Pol Pot (actual name of birth is Saloth Sa) won a scholarship in 1949 to study radio electronics in Paris and became enthralled by writings on Marxism and revolutionary socialism and forged bonds with other likeminded young Cambodians studying in the metropolis, including Ieng Sary, Khieu Samphan, Khieu Ponnary, Khieu Thirith and Song Sen who were destined to become the notorious Khmer Rouge leaders. Returning from a secret trip to North Vietnam in 1967, Pol Pot took refuge in the northeast of Cambodia where he lived with a hill tribe and was so impressed by their simple, non-material way of life, that he imagined its to be a realisation of communist ideals.

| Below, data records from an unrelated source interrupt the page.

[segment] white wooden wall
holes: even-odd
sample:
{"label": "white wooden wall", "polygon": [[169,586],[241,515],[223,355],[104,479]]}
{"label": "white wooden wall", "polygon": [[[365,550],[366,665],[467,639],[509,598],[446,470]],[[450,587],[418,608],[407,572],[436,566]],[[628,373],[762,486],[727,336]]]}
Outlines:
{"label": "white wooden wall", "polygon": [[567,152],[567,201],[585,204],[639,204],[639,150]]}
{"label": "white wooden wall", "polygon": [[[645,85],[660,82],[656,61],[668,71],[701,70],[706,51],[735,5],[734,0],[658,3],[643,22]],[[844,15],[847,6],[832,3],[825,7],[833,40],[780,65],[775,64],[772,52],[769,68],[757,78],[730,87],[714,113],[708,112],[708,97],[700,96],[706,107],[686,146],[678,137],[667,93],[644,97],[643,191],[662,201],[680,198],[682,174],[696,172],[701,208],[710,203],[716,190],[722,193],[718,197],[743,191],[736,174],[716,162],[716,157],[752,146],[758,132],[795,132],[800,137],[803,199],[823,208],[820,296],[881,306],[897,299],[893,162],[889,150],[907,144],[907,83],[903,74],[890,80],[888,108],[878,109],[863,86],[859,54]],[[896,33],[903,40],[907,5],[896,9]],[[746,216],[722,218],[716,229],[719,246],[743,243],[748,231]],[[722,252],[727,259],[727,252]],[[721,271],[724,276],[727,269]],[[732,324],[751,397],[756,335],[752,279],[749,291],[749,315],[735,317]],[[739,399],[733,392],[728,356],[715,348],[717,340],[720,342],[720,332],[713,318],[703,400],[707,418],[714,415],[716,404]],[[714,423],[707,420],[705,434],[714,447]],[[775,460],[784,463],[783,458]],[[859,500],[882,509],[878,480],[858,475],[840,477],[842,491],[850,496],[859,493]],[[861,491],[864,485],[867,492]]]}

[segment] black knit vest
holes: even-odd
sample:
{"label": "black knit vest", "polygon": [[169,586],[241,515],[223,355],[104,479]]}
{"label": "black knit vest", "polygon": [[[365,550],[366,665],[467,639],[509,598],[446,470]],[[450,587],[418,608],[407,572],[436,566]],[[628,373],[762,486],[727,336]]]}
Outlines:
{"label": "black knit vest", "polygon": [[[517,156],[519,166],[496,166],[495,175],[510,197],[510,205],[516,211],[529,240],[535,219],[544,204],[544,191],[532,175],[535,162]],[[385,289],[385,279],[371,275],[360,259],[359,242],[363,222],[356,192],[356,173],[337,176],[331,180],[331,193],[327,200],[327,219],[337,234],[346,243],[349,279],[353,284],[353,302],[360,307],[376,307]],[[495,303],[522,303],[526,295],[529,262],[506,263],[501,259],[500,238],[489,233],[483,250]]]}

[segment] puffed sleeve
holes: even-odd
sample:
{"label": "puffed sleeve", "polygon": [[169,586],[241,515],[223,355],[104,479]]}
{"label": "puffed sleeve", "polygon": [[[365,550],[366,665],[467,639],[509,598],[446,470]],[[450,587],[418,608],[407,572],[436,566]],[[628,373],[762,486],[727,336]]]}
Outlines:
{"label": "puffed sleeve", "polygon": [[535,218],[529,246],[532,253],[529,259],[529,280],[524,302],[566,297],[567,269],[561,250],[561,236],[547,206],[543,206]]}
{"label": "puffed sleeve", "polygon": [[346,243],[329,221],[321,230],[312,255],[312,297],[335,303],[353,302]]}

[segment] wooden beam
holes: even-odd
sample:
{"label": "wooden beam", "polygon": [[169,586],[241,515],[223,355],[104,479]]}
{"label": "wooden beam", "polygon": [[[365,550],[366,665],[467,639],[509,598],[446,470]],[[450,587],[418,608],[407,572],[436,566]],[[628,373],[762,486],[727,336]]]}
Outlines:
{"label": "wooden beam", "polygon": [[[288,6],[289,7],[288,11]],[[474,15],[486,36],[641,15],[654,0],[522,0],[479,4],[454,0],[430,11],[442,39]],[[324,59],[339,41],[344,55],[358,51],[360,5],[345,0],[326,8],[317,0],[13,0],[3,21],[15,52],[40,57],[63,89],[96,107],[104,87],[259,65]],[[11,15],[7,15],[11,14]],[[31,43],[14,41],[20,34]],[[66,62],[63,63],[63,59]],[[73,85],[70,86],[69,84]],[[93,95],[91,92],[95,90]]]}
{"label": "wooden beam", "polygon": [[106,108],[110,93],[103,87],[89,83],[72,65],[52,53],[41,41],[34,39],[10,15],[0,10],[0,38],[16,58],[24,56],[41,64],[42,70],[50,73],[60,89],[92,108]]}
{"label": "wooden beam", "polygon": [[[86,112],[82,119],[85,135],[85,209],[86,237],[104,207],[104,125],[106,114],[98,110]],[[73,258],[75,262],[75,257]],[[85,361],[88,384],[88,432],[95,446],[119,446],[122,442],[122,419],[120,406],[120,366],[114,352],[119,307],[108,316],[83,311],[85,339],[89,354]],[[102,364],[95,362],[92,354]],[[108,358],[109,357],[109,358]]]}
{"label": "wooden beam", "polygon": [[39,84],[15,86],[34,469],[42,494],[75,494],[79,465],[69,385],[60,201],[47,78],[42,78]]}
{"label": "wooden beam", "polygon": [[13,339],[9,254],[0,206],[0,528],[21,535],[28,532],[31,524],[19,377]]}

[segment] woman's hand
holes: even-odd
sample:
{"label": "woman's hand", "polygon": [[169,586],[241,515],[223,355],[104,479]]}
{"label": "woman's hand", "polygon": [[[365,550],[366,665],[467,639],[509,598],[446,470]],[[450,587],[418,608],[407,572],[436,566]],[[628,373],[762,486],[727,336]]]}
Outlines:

Beginning on the day in 1975 when his guerrilla army marched silently into the capital, Pol Pot declared ‘Year Zero’ and directed a ruthless program to “purify” Cambodian society and no opposition was tolerated. Buddhist monks were defrocked and forced into labour brigades. In Phnom Penh, Pol Pot emptied the cities, pulled families apart, abolished religion and closed schools. Everyone was ordered to work, even children. The Khmer Rouge outlawed money and closed all markets. Doctors were killed, as were most people with skills and education that threatened the regime. The Khmer Rouge like the Burmese Tatmadaw (army) persecuted members of minority ethnic groups — the Chinese, Muslim Chams, Vietnamese and Thais who had lived for generations in the country, and any other foreigners — in an attempt to create a ”pure” Cambodia. Non-Cambodians were forbidden to speak their native languages or to exhibit any ”foreign” traits. The pogrom against the Cham minority was the most devastating, killing more than half of that community. The Cambodian genocide of 1975-1979, in which approximately 1.7 million people lost their lives (21% of the country’s population), was one of the worst human tragedies of the last century. As in the Ottoman Empire during the Armenian genocide, in Nazi Germany, and more recently in East Timor, Guatemala, Yugoslavia, and Rwanda, the Khmer Rouge regime headed by Pol Pot combined extremist ideology with ethnic animosity and a diabolical disregard for human life to produce repression, misery, and murder on a massive scale. Irrefutable evidence of “crimes against humanity, genocide, grave breaches of the Geneva Convention, homicide, torture and religious persecution.” were found by the UN. But the people of Cambodia were liberated when on 15th April 1998 in a small thatched hut in the mountains of northern Cambodia Pol Pot died at the age of 73 when the government troops were closing down on him and left the nation in trauma up to this day.